Given the advantages, it’s rare to find websites that don’t use lazy loading. Who would ignore adding it to their site?

There are many use cases for lazy-loading and I have mentioned a few for you:

  • E-commerce: Websites having a large number of products can use lazy-loading to avoid rendering of all the product images.
  • Social media: Apps like Instagram and Facebook have a lot of user generated content, so they use lazy loading for faster loading and also saving a lot of data for the user.
  • Portfolio: If you are a photographer or designer your portfolio will contain a lot of high-quality images and designs. Lazy loading can be very beneficial for displaying your works as quickly as possible.
  • Video sharing platforms: Websites that host a large number of videos, such as YouTube or Vimeo use lazy loading to reduce the load time of the website.
  • News: Websites having a lot of images and videos on their articles can also benefit from lazy loading.
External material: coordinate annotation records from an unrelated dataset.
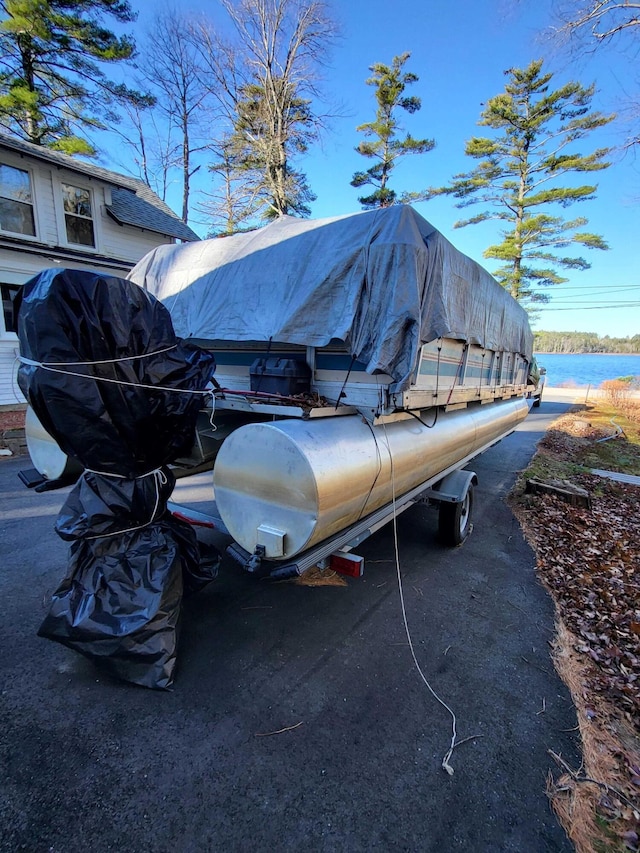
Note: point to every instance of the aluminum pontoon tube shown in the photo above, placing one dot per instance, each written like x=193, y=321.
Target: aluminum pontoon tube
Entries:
x=45, y=454
x=302, y=481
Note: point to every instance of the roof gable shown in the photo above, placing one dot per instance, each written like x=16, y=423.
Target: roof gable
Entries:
x=133, y=202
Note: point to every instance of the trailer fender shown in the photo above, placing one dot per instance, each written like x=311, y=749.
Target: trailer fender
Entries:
x=454, y=487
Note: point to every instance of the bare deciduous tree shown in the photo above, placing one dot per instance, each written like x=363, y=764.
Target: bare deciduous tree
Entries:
x=587, y=25
x=265, y=80
x=171, y=67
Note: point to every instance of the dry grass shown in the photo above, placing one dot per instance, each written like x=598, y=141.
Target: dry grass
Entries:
x=315, y=576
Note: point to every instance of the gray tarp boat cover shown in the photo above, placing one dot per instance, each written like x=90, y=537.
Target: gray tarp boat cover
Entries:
x=384, y=282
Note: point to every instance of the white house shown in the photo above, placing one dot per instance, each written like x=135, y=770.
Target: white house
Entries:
x=58, y=211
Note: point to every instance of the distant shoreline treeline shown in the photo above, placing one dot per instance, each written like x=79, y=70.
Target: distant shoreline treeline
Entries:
x=584, y=342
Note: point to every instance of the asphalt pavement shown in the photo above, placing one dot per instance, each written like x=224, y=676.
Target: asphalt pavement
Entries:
x=297, y=720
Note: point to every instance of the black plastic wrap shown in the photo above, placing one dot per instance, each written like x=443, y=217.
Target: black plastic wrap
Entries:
x=125, y=422
x=130, y=560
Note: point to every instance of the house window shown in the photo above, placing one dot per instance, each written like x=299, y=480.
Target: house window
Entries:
x=78, y=215
x=16, y=201
x=9, y=293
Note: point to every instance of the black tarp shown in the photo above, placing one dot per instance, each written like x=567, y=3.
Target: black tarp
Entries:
x=111, y=383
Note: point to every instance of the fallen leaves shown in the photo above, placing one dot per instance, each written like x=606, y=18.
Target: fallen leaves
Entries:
x=589, y=559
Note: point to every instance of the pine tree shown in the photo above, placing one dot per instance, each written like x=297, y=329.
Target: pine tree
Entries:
x=52, y=86
x=385, y=147
x=521, y=176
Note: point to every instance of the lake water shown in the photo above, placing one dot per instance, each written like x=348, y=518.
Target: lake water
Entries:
x=588, y=369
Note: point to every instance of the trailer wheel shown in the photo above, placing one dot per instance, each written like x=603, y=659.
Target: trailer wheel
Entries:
x=454, y=521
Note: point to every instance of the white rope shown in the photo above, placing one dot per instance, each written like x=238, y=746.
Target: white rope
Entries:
x=104, y=361
x=46, y=366
x=445, y=761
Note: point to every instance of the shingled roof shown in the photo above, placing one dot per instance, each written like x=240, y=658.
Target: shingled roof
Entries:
x=132, y=201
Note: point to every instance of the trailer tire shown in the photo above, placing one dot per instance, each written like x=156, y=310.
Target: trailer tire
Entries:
x=454, y=520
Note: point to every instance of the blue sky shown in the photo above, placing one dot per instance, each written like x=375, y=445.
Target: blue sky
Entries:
x=460, y=52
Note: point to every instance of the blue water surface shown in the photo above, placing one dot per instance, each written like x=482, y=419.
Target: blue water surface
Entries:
x=588, y=369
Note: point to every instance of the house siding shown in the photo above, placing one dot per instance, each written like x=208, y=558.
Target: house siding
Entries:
x=117, y=249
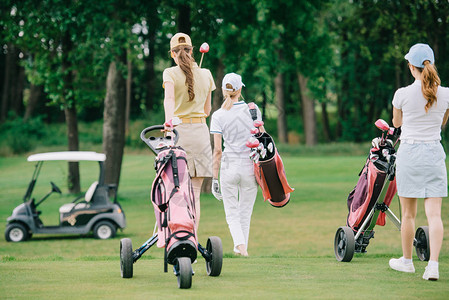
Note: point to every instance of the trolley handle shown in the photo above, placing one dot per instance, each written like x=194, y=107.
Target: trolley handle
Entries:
x=155, y=142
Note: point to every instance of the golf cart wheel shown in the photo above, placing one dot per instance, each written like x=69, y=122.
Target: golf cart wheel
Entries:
x=126, y=258
x=104, y=230
x=215, y=248
x=184, y=274
x=16, y=232
x=422, y=243
x=344, y=244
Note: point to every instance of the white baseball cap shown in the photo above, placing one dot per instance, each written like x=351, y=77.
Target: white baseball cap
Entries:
x=418, y=54
x=233, y=79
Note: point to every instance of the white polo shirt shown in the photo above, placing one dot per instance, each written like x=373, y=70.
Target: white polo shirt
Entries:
x=416, y=123
x=235, y=125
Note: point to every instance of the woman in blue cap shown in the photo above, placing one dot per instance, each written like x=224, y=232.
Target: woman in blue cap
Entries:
x=421, y=109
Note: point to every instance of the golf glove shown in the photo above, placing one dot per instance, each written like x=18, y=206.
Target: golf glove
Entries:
x=216, y=189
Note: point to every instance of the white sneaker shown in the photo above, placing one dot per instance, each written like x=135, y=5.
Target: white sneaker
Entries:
x=399, y=265
x=431, y=273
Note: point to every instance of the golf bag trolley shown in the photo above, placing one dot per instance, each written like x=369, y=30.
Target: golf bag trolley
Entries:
x=368, y=203
x=174, y=207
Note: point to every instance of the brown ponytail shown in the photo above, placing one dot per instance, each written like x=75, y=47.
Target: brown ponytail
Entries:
x=430, y=83
x=185, y=61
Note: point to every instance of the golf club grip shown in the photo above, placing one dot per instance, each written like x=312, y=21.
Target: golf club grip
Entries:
x=156, y=127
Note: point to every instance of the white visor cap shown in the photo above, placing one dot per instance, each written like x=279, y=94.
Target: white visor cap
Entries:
x=233, y=79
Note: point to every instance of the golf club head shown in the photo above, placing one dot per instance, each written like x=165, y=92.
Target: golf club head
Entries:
x=204, y=48
x=382, y=125
x=252, y=142
x=254, y=131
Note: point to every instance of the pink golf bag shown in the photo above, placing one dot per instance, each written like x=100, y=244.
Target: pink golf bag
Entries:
x=174, y=205
x=364, y=196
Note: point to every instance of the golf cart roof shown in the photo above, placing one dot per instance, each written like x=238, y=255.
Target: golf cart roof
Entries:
x=68, y=155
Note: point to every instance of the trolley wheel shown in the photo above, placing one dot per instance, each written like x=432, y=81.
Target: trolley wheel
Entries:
x=344, y=244
x=126, y=258
x=104, y=230
x=184, y=272
x=215, y=248
x=16, y=232
x=421, y=243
Other contents of the website which can use lazy loading:

Lazy loading is not just about images and videos there are also other things that can lazy load, like:

Infrequently accessed content: Content like large table, charts, etc. which visitors/users rarely access can use lazy loading when the visitor/user requests it. This will reduce the initial load time of the page and improve overall performance.

Complex JavaScript or CSS: If your site contains complex JavaScript and CSS, applying lazy loading to them will help in improving the initial load time of the page.

What is Eager Loading?

Eager loading is the exact opposite of lazy loading. Eager loading loads the specified data along with main data when the initial query is executed. Applications use eager loading to display a “loading” screen. We can see eager loading in code-heavy web applications like online games.

Image Optimization

There are various ways you can optimize the images on your website like:

Choosing the right image format – There are various types of image formats like png, jpeg, webp, svg, etc. each format has different use cases and comes with their own pros and cons 😁. Choose a format that creates a good balance between quality and size.

Riddle (use this image format for pages) – I am a file format, used for images online,
Smaller in size, yet high in quality, I’m fine.
Replacing my predecessor, I’m gaining in popularity,
My name is a combination of “Web” and “P” – can you guess my identity?

Choose the correct level of compression – There are two major types of compression lossy and lossless. Lossy compression permanently deletes some of the image data, whereas lossless compression just deletes unnecessary data without affecting the quality of the compressed image. You are free to choose whichever compression suits you the best.

Use CDNs to optimize images – You can store the components of your images on servers that are strategically located around the world. This will reduce the latency and improve the loading speed. 

Lazy loading & Image optimization is just one of the few ways to boost content delivery, there are other things like web hosting, choosing the right theme, plugin optimization, and caching that can act as a 🔮 haste spell for your website. You can read about them in detail – 7 Tips to Manage a High Traffic Website

How to test if Lazy Loading is working?

Not sure if your lazy loading is working or not? Or just curious about how lazy-loading works on any website? Here are the steps you should follow:

  • Open any website and press F12 or right click > Select Inspect. Go to the network tab, press filter and select the Img. Now reload the page.
  • You will see images that are visible to you in your image list.
  • You will see images that are visible to you in your image list.
  • As you scroll, you should see the images below the fold appear one after the other.

With this information, you can verify whether lazy loading is in use or not!

Parting Notes

Too much of anything is good for nothing

Applying lazy-loading to every image is not the right way to implement it. Implementing lazy-loading for images located at the top of the view-port can affect performance and user experience of the page. Because you’re running the redundant code to check whether the images should be loaded just to know that you need them. So, build a site with the right balance. And remember, a tool when used wisely can create great wonders.

All the best, for building the best!